Investors would see a new line item on companies financial reports: the cost of carbon permits.
Some increases would be reflected in the prices of goods and services, economics say. It might mean shelling out more for a toy because plastic, a petroleum-based product, is more expensive, or paying more for a house because of new efficiency requirements.
Homes and businesses could use less energy
Not all the higher energy costs would show up in people's utility bills. Households, as well as business and factories — including those, for example, making plastic for toys — could use less energy, or at least use it more efficiently. The poorest of homes could get a government check as a rebate for high energy costs. That money would come from selling pollution allowances for industry.
Energy experts in government and industry say a price on carbon pollution would lead to new ways to make renewable energy less expensive, while emphasizing how people can use it more wisely.
Potential changes to how homes are built and even financed seem likely as energy efficiency is taken into account in building codes and the cost of mortgages. With the cost of energy increasing, homeowners and businesses would have greater incentive to use more energy-efficient lighting, windows and insulation.
But don't think that the traditional sources of energy would disappear.
Coal probably still king
Coal, which today accounts for half the electricity produced, would continue as a major energy source, though a less polluting one, energy experts forecast. That would mean capturing the carbon released when coal is burned.

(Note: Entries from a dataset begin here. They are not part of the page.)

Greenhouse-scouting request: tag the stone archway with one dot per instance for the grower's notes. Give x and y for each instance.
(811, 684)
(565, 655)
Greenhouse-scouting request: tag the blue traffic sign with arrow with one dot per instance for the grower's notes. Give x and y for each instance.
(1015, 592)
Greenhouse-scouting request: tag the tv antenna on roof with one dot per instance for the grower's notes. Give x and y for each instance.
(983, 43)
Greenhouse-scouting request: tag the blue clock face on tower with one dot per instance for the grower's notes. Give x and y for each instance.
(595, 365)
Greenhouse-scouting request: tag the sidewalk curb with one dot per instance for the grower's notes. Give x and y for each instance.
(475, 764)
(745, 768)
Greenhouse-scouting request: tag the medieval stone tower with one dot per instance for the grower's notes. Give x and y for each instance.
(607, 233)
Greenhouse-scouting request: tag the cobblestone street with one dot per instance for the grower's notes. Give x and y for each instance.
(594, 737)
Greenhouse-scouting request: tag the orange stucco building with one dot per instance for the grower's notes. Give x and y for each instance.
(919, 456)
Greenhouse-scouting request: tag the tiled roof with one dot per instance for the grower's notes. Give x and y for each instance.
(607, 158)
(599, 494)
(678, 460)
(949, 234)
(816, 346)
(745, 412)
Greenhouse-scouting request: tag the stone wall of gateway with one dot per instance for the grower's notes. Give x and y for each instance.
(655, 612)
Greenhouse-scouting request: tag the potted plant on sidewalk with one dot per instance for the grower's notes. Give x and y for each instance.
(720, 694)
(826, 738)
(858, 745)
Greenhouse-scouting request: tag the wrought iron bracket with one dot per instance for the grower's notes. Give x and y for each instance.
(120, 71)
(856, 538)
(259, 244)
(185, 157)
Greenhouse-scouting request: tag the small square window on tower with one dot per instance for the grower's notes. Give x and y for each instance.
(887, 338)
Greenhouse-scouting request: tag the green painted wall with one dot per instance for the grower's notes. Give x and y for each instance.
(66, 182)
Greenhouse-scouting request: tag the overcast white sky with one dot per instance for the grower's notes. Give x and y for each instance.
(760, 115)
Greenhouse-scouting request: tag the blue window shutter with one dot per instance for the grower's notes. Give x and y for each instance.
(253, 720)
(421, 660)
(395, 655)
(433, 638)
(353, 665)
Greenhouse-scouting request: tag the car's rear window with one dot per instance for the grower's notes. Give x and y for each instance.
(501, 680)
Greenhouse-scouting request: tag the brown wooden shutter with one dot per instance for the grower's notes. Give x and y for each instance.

It's a technological hurdle with a complication: "not in my back yard" complaints over what to do with the billions of tons of carbon dioxide captured from power plants and pumped beneath the earth. Would people feel comfortable having it stored near or under their homes, factories and businesses?
Scientists studying climate change say carbon capture from power plants is essential if the country is to take up the challenge against global warming.
The cleaner energy economy also put nuclear energy front and center. Does the U.S. build new power plants? If so, where, and where does all the waste go? Nuclear energy makes up about one-fifth of the nation's electricity today.
The House-passed bill contains provisions to make it easier to get loan guarantees and expands the nuclear industry's access to loans for reactor construction. An Environmental Protection Agency analysis that shows modest future costs from a low-climate energy world assumes a significant expansion of nuclear energy. The Senate could add more incentives for the nuclear industry.
The new energy world would rely more on natural gas. This abundant fossil fuel emits carbon but is relatively clean when compared with coal. But people would have to decide whether to accept new pipelines that are needed to ship the gas around the country — just as they would have to deal with the need for new power lines to move solar and wind energy to where it's needed.